Both are awful in modern C++. |
I thought I'd elaborate on Salem C's point. The problems are (1) passing a raw pointer as a parameter is prone to bugs and (2) returning a raw pointer is prone to even more bugs.
When you pass a pointer as a parameter, there's always the possibility that someone will pass NULL, which will probably crash the program. You can avoid the bug by making the parameter a reference or const reference instead. It's much harder to create a "null reference" and if the caller does, then it's their fault, not yours.
The bigger problem is returning a raw pointer from a function. The calling code needs to know if the function can return NULL. More importantly, the caller needs to know how long the pointer is valid. The answer might be:
- Until the next call to the function, such as when returning a pointer to a static
- Until the caller deletes it, such as when returning an object that was newly created on the heap
- Until the same thread calls the function again.
- Probably others.
Usually, programmers fail to document the answer and the caller is left guessing, which leads to bugs.

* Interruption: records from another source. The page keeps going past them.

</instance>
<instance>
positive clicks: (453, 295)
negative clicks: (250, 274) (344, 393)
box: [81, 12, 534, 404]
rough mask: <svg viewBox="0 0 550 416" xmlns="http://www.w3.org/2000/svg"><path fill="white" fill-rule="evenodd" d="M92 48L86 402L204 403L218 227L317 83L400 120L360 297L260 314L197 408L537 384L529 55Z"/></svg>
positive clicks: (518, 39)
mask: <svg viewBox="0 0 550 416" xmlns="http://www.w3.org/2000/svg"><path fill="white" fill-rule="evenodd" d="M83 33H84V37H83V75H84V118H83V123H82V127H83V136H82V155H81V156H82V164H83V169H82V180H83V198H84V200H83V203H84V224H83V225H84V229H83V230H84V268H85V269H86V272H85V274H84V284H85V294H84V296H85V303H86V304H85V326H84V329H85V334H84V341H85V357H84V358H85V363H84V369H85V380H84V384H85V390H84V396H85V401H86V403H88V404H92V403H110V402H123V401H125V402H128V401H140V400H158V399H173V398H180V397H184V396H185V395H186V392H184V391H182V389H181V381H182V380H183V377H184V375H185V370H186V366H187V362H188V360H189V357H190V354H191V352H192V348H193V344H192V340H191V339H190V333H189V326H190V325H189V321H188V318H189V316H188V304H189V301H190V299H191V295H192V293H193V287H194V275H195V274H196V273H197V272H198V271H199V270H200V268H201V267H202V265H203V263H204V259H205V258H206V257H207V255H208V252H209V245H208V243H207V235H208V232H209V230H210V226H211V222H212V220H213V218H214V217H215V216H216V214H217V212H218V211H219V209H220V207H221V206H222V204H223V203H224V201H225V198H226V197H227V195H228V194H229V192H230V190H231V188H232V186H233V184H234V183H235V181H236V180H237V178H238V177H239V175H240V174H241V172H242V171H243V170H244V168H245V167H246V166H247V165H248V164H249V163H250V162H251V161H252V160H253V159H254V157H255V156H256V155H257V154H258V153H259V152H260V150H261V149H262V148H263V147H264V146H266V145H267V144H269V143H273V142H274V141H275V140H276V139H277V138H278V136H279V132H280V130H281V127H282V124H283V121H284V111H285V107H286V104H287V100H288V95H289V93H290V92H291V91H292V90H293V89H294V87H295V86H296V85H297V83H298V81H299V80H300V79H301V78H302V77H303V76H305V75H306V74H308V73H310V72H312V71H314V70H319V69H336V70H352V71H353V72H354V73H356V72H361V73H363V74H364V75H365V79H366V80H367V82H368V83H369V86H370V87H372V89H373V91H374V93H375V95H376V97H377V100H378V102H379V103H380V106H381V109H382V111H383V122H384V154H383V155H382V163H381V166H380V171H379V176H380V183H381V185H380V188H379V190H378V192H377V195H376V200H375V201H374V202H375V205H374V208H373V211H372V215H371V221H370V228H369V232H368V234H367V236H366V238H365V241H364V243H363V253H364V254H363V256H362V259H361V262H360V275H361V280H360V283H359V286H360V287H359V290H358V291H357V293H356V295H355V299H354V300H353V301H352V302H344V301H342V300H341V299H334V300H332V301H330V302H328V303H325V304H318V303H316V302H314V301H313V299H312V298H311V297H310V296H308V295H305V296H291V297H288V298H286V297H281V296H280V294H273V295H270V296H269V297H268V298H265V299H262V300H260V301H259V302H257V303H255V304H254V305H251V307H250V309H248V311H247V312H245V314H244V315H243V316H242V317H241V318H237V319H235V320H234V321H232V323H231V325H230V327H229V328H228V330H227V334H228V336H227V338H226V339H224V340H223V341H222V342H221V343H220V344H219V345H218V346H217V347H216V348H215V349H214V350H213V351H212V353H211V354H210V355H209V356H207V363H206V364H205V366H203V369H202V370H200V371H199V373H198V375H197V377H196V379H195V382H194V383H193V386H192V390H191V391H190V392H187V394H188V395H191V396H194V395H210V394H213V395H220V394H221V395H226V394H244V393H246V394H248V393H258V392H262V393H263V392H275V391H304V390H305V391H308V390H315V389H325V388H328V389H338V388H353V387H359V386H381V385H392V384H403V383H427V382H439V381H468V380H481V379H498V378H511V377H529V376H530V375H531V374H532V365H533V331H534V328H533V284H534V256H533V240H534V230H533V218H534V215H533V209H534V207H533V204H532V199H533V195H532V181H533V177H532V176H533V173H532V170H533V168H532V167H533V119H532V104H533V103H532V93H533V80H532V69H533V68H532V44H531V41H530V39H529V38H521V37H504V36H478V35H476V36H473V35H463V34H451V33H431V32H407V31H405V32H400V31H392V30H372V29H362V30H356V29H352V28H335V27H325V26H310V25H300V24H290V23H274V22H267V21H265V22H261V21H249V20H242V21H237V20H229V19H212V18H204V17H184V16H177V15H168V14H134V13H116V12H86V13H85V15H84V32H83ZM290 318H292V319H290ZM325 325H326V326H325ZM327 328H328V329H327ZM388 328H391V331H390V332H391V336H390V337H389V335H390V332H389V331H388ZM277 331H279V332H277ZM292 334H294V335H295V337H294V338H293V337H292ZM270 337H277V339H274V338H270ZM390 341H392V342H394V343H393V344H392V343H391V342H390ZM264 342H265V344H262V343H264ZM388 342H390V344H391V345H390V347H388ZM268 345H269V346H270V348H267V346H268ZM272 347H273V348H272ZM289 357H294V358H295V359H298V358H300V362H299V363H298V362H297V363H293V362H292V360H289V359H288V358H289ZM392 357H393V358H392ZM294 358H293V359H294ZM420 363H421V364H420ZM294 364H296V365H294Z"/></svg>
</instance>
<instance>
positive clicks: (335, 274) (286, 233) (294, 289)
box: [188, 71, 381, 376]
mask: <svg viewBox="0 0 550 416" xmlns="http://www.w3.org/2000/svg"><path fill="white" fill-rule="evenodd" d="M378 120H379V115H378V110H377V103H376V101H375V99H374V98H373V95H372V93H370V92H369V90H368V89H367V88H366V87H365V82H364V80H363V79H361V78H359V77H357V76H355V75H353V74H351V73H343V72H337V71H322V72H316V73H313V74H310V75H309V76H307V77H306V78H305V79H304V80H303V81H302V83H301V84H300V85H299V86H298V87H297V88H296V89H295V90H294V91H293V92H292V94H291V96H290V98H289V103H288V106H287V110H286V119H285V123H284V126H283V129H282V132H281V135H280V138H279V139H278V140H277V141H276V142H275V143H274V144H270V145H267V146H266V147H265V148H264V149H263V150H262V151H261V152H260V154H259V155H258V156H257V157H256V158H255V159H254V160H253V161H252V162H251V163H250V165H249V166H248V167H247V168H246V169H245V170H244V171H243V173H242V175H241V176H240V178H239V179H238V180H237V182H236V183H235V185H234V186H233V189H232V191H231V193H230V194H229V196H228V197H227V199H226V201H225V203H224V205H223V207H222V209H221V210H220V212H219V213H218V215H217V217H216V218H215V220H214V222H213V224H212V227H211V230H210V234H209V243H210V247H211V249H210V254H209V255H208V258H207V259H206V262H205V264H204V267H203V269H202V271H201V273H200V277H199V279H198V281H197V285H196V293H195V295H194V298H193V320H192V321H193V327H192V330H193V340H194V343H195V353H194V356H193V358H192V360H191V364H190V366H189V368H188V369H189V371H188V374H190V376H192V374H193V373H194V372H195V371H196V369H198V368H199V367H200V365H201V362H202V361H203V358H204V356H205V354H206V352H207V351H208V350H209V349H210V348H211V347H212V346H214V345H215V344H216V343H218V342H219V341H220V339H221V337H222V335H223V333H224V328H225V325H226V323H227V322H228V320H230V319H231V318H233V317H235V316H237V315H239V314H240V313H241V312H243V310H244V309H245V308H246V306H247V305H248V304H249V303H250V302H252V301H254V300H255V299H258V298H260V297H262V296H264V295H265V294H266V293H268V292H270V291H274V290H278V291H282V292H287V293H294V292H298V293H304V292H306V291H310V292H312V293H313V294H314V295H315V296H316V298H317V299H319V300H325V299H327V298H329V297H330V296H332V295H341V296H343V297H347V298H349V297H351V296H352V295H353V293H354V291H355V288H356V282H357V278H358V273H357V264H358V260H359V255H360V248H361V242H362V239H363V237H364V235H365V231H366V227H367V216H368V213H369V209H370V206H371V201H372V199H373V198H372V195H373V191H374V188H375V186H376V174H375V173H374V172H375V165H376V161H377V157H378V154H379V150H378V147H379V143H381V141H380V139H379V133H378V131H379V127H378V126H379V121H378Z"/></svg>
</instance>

You can avoid the problem completely by returning an instance of the object itself. That way the caller can store the result wherever they want for however long they want.
Salem C combined both points when he suggested this:
MyTime computeTimeDifference(const MyTime &t1, const MyTime t2)
This avoids both problems. The parameters are const references so it's very hard to pass in a null object, and the return value is an instance of the class, so you don't have to worry about how long it's valid.